Life Science Business Department, Shimadzu Corporation, Nishinokyo-Kuwabaracho, Nakagyo-ku, Kyoto, Japan.
J Biotechnol. 2010 Jan 1;145(1):73-8. doi: 10.1016/j.jbiotec.2009.10.009.
Ubiquitination is one of the most significant posttranslational modifications (PTMs). To evaluate the ability of an insect cell-free protein synthesis system to carry out ubiquitin (Ub) conjugation to in vitro translated proteins, poly-Ub chain formation was studied in an insect cell-free protein synthesis system. Poly-Ub was generated in the presence of Ub aldehyde (UA), a de-ubiquitinating enzyme inhibitor. In vitro ubiquitination of the p53 tumor suppressor protein was also analyzed, and p53 was poly-ubiquitinated when Ub, UA, and Mdm2, an E3 Ub ligase (E3) for p53, were added to the in vitro reaction mixture. These results suggest that the insect cell-free protein synthesis system contains enzymatic activities capable of carrying out ubiquitination. CBB-detectable ubiquitinated p53 was easily purified from the insect cell-free protein synthesis system, allowing analysis of the Ub-conjugated proteins by mass spectrometry (MS). Lys 305 of p53 was identified as one of the Ub acceptor sites using this strategy. Thus, we conclude that the insect cell-free protein synthesis system is a powerful tool for studying various PTMs of eukaryotic proteins including ubiqutination presented here.

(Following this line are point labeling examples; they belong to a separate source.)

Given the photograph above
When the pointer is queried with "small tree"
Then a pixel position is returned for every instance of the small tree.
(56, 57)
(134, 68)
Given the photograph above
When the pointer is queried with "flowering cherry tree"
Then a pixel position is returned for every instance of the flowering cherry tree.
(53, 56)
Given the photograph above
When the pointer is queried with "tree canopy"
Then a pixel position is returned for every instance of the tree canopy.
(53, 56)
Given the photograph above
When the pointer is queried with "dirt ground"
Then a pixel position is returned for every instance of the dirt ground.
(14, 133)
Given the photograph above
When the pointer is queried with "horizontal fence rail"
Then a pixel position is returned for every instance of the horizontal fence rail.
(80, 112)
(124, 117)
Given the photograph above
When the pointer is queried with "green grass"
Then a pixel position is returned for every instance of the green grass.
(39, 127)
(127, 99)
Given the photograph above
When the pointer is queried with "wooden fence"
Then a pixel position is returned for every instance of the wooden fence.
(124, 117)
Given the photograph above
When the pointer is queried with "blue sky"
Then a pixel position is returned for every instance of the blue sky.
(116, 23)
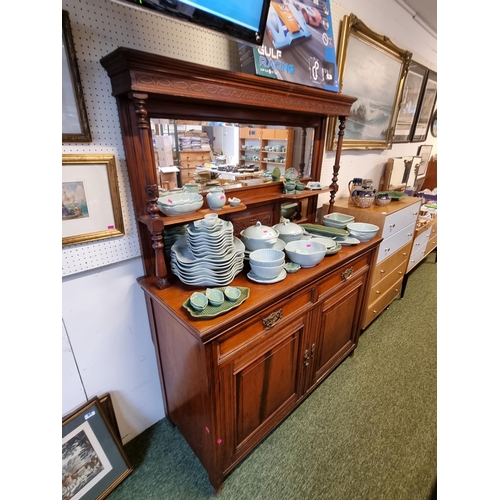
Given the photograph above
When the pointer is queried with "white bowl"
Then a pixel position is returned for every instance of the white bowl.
(289, 231)
(198, 301)
(267, 272)
(337, 219)
(232, 293)
(215, 297)
(307, 253)
(267, 257)
(362, 230)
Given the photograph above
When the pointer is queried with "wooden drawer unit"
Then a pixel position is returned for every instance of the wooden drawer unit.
(194, 157)
(229, 380)
(386, 283)
(382, 303)
(396, 223)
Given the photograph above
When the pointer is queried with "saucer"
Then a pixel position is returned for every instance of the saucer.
(281, 276)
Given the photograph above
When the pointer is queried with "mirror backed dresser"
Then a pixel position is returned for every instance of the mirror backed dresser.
(228, 381)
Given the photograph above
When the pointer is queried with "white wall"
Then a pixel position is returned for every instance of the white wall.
(106, 340)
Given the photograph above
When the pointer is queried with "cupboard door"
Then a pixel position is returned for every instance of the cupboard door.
(337, 327)
(259, 387)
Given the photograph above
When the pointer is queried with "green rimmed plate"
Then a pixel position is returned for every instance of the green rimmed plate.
(212, 311)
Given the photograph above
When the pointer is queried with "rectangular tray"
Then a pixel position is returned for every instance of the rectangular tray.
(212, 311)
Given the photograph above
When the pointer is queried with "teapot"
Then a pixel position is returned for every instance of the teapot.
(216, 198)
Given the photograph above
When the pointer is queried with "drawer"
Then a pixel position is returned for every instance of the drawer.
(415, 258)
(195, 156)
(255, 327)
(190, 165)
(343, 275)
(188, 173)
(400, 219)
(431, 245)
(386, 266)
(377, 307)
(393, 243)
(378, 289)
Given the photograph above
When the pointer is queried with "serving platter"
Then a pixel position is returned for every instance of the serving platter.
(212, 311)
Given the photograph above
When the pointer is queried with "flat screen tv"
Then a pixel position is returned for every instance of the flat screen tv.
(244, 21)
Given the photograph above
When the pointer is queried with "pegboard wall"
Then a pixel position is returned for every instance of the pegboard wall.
(99, 27)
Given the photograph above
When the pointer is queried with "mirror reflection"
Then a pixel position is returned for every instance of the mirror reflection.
(200, 154)
(403, 173)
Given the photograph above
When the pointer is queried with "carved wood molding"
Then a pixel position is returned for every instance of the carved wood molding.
(131, 69)
(225, 93)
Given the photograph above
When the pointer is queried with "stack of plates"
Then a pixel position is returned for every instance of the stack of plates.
(208, 256)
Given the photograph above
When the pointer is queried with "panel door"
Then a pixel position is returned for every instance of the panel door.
(259, 387)
(337, 327)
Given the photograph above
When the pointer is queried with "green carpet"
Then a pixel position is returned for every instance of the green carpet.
(368, 432)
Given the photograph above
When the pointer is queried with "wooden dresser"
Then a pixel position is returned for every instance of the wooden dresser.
(397, 226)
(228, 381)
(189, 160)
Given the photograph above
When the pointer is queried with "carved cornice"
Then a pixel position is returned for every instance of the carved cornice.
(132, 70)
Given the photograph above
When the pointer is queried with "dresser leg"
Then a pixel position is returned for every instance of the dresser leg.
(403, 285)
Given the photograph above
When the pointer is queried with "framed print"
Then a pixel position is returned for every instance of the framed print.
(374, 70)
(424, 152)
(434, 124)
(414, 84)
(75, 124)
(425, 109)
(93, 460)
(91, 208)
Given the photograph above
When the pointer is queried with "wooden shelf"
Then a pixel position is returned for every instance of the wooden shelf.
(199, 214)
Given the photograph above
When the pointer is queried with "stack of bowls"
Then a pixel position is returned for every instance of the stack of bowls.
(267, 263)
(337, 219)
(362, 230)
(209, 254)
(307, 253)
(180, 203)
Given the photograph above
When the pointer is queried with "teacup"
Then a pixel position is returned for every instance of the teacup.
(210, 219)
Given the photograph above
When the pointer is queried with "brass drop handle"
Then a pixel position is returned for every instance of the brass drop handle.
(272, 319)
(347, 273)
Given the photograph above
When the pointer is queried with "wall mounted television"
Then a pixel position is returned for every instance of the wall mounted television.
(244, 21)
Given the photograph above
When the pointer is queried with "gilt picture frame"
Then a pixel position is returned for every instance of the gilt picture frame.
(414, 84)
(373, 69)
(94, 462)
(426, 108)
(91, 207)
(75, 123)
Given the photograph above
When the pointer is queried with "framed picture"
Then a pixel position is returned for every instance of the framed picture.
(425, 108)
(434, 124)
(75, 123)
(424, 152)
(412, 91)
(374, 70)
(93, 460)
(91, 208)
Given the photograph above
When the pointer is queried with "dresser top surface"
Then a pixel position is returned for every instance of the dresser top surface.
(394, 206)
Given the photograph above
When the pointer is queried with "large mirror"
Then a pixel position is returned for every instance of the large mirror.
(207, 153)
(401, 173)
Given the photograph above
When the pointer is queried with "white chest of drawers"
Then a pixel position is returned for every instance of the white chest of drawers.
(396, 223)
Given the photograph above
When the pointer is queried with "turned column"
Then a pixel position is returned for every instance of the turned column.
(334, 187)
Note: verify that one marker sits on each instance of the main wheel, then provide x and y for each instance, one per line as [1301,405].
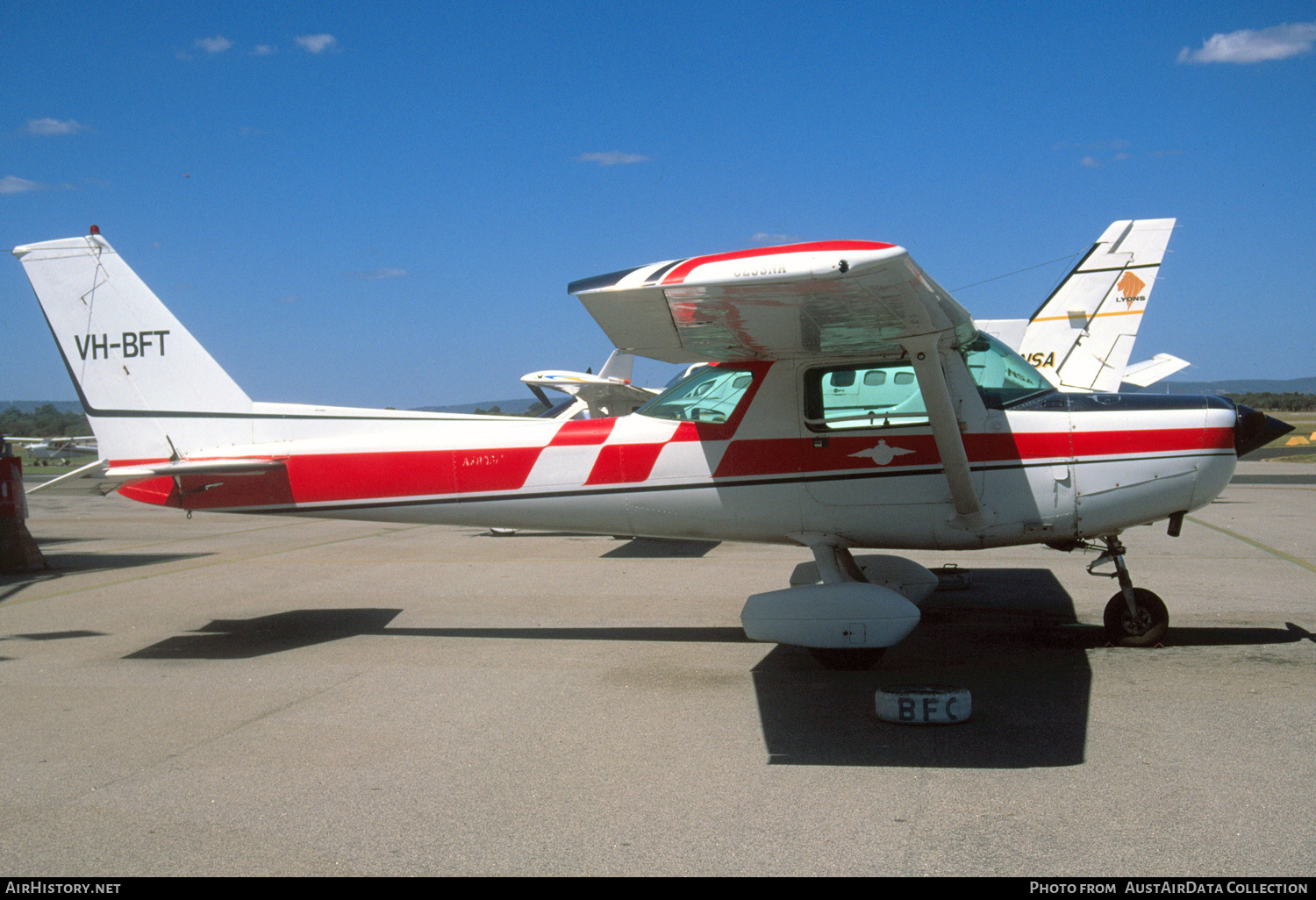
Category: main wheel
[1147,632]
[848,660]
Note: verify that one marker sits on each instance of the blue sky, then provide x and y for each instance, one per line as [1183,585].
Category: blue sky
[382,205]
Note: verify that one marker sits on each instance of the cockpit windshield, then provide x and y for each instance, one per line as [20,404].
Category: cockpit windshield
[1002,375]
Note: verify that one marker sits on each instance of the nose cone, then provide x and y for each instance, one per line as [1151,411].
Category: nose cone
[1255,429]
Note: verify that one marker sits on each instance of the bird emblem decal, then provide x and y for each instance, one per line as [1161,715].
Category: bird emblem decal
[882,454]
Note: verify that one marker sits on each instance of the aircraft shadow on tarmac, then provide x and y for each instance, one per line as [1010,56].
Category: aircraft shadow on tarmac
[660,547]
[76,563]
[1012,639]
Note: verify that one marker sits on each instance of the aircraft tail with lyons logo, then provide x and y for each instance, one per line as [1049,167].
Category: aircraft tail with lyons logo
[1082,336]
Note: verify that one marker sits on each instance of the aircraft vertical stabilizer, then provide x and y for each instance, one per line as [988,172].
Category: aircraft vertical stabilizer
[128,355]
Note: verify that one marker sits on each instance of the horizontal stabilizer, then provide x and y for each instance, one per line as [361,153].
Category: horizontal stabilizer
[1155,368]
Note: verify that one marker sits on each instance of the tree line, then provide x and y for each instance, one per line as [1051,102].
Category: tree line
[42,421]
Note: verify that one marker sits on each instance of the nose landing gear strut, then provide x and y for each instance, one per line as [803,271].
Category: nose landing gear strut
[1134,618]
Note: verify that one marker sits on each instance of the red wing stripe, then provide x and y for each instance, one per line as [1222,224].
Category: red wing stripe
[678,275]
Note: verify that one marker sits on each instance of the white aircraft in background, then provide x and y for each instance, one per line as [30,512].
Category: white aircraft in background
[1079,339]
[57,447]
[1082,336]
[852,403]
[607,394]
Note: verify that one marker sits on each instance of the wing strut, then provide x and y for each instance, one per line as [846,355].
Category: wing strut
[970,513]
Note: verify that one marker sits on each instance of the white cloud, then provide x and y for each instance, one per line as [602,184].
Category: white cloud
[378,274]
[216,44]
[54,126]
[15,184]
[612,158]
[318,42]
[1248,46]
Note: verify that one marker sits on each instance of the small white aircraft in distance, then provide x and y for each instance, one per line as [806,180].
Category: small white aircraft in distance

泛素化是最重要的翻译后修饰(PTMs)之一。为了评估昆虫无细胞蛋白合成系统进行体外翻译蛋白泛素(Ub)缀合的能力,在昆虫无细胞蛋白合成系统中研究了多泛素链的形成。在 Ub 醛(UA)存在的情况下产生多泛素,UA 是一种去泛素化酶抑制剂。还分析了 p53 肿瘤抑制蛋白的体外泛素化,当 Ub、UA 和 Mdm2(E3 泛素连接酶(E3)用于 p53)添加到体外反应混合物中时,p53 被多泛素化。这些结果表明,昆虫无细胞蛋白合成系统包含能够进行泛素化的酶活性。从昆虫无细胞蛋白合成系统中很容易纯化出 CBB 可检测的泛素化 p53,从而可以通过质谱(MS)分析 Ub 缀合蛋白。使用这种策略鉴定了 p53 的 Lys305 是 Ub 受体位点之一。因此,我们得出结论,昆虫无细胞蛋白合成系统是研究包括此处介绍的泛素化在内的真核蛋白各种翻译后修饰的有力工具。